ReGex drives me nuts. Subtitled "Replacing a misspelling in the middle of multiple unique strings"

Hello everyone,

I have a ReGex, and, I think, a Tidyverse question.

I need to correct the spelling of "Missouri" in multiple unique strings. My goal is to keep the text surrounding the misspelling but replace only the misspelling ("old misosuri bank" to "old missouri bank").

Where I'm coming up short is how to accomplish this when the misspelling is flanked by differing strings without resorting to writing a specific gsub() for each unique string. See "#specific gsub of a type that I'd like to avoid using#" in the code chunk.

There has to be a way to use ReGex and Tidyverse to tell Rstudio, "Look for this misspelling in the Name variable regardless of where it occurs within a string and the identity of strings/characters flanking the misspelling. Then, replace only the misspelling while leaving the flanking strings/characters intact.", but I'll be darned if I can figure it out. (Will someone please tell the ReGex demons to stop that infernal cackling?)
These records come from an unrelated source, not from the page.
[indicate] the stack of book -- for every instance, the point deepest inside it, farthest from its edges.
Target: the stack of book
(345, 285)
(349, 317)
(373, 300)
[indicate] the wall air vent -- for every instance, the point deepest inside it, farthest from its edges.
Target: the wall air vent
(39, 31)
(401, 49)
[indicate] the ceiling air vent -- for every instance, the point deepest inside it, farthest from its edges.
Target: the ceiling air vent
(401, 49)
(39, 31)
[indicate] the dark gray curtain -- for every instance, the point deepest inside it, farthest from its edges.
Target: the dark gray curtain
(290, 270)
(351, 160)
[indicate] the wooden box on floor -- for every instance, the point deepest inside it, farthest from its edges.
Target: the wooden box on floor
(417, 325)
I'd appreciate any suggestions you might have.

Thanks is advance.

Linda

#incorrect spellings
incorrect_MO_spell  <- c("old misosuri bank", "old misosuri bank", 
"southwest misosuri bank", "security bank of southwest misosuri",
"regional misosuri bank","old misosuri bank",
"first national bank of nevada misosuri","farmers state bank of northern misosuri", 
"missouri is spelled correctly")
  incorrect_MO_spell <- as_tibble(incorrect_MO_spell)
      colnames(incorrect_MO_spell) = c("Name")

#specific gsub of a type that I'd like to avoid using#
  incorrect_MO_spell$value <-
    gsub("old misosuri bank",
         "old missouri bank",incorrect_MO_spell$value)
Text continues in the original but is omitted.